As promised in the last post, I will cover the ONNX conversion of the full Whisper model, including key-value caching, in this post. The full model resists a straightforward ONNX conversion due to its reliance on hooks and branching control flow. In this post I will discuss how to patch the model to make it exportable.
One helpful idea in any ONNX conversion is the fact that there is no need to export the model that was previously trained. It is possible, and often necessary, to initialize a different model with the trained parameters and then export this model. One common example is to wrap one model in another to customize arguments and return values.
In the case of Whisper, though, a simple wrapper is not sufficient. There is an asymmetry between the first call and subsequent calls of the model. Such a change in behavior is not directly supported by the tracing exporter of PyTorch. One option would be to re-write the complete model from scratch. A quite realistic task, as the model comes in at around 300 lines of Python. This approach is taken, for example, by the Whipser conversion of sherpa-onnx.

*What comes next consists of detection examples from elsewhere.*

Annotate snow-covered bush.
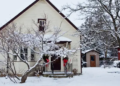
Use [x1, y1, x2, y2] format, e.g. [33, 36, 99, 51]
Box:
[113, 60, 120, 68]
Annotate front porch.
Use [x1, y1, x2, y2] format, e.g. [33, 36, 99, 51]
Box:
[43, 72, 73, 78]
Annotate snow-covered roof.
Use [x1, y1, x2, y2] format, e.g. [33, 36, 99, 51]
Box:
[44, 34, 72, 42]
[21, 34, 72, 42]
[0, 0, 85, 27]
[82, 49, 97, 54]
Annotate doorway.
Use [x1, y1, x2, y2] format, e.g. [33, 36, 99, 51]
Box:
[51, 55, 61, 70]
[90, 55, 96, 67]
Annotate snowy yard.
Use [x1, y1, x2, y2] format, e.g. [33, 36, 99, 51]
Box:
[0, 68, 120, 86]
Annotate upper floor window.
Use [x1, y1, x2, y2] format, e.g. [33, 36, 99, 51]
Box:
[38, 19, 46, 32]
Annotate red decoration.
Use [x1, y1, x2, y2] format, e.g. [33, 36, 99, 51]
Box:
[46, 59, 49, 67]
[63, 59, 68, 66]
[118, 48, 120, 60]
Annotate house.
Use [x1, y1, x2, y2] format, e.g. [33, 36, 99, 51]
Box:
[0, 0, 82, 74]
[82, 50, 100, 67]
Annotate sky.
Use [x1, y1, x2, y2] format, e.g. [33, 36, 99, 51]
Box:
[0, 0, 85, 27]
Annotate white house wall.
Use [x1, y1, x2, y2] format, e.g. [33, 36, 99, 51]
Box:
[0, 0, 81, 73]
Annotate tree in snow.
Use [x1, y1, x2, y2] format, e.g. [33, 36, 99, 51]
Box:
[0, 19, 79, 83]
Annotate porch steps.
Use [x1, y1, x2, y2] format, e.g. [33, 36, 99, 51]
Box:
[43, 72, 73, 78]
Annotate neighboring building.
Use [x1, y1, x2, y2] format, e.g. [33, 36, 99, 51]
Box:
[0, 0, 81, 74]
[82, 50, 100, 67]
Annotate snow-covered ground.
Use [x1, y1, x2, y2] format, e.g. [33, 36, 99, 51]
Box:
[0, 68, 120, 86]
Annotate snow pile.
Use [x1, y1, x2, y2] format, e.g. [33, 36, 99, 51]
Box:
[0, 68, 120, 86]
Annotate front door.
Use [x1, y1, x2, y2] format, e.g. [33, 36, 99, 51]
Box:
[51, 56, 61, 70]
[90, 55, 96, 67]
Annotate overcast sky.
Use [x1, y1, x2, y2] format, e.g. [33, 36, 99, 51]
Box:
[0, 0, 85, 27]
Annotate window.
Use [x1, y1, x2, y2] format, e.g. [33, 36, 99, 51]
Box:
[20, 48, 28, 60]
[31, 48, 35, 61]
[38, 19, 46, 32]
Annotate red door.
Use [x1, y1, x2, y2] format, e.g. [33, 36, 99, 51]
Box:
[90, 55, 96, 67]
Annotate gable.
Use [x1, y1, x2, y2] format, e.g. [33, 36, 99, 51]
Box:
[0, 0, 78, 30]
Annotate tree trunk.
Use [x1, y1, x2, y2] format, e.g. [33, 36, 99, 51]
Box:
[20, 65, 37, 83]
[20, 60, 42, 83]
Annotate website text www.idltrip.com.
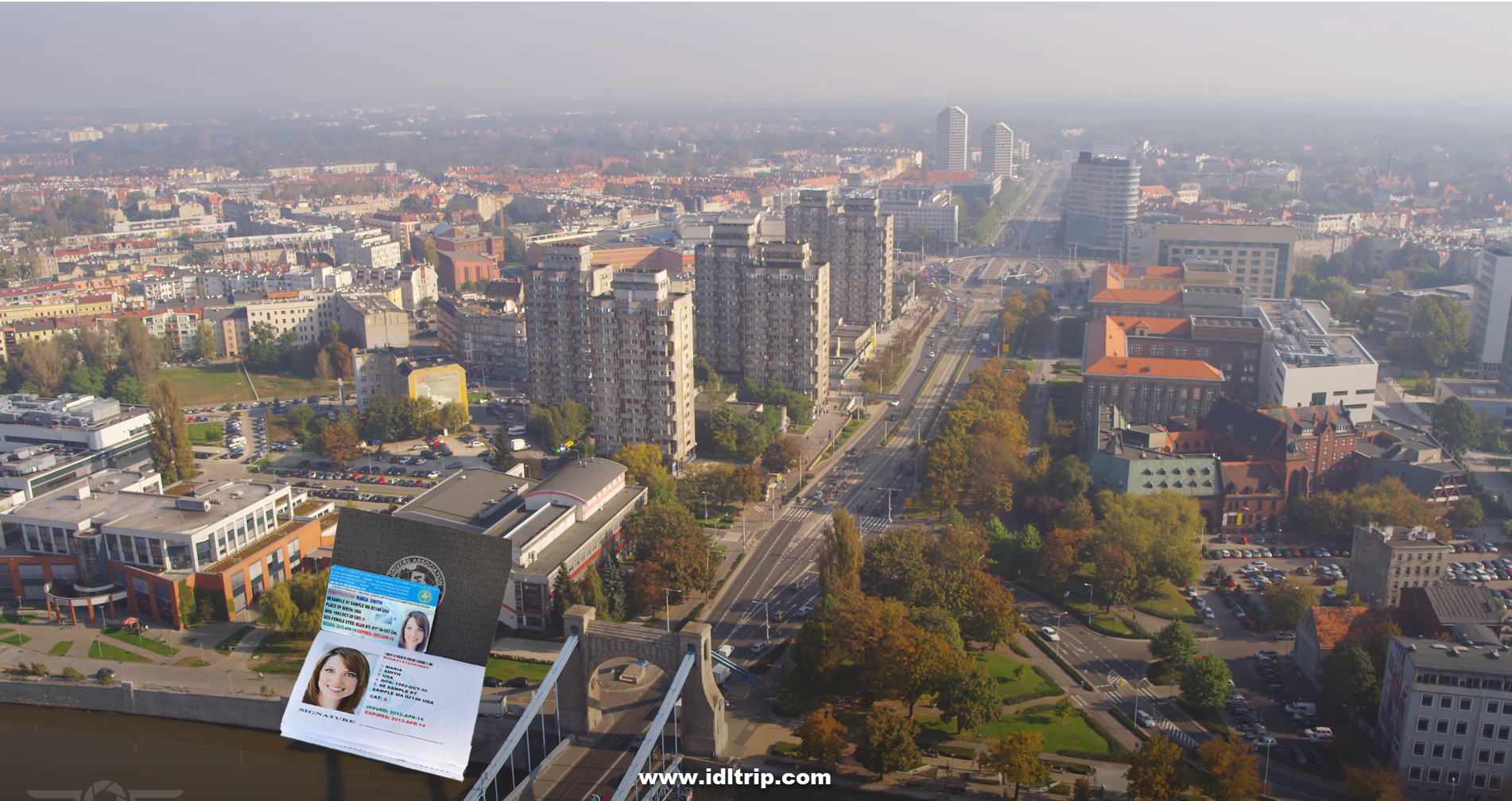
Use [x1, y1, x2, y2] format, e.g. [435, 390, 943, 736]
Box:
[641, 768, 833, 791]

Here, I will use a different approach and patch the forward
method of the
MultiHeadAttention
module. The new forward
method will result in the
following key computation (as in the last post I will focus on the keys,
the values are addressed equivalently):
def forward(self, x, xa=None, mask=None, *, kv_cache):
# compute the new key
k = self.key(x if xa is None else xa).detach()
# append it to the cached key
k = torch.cat([kv_cache[self.key], k], dim=1)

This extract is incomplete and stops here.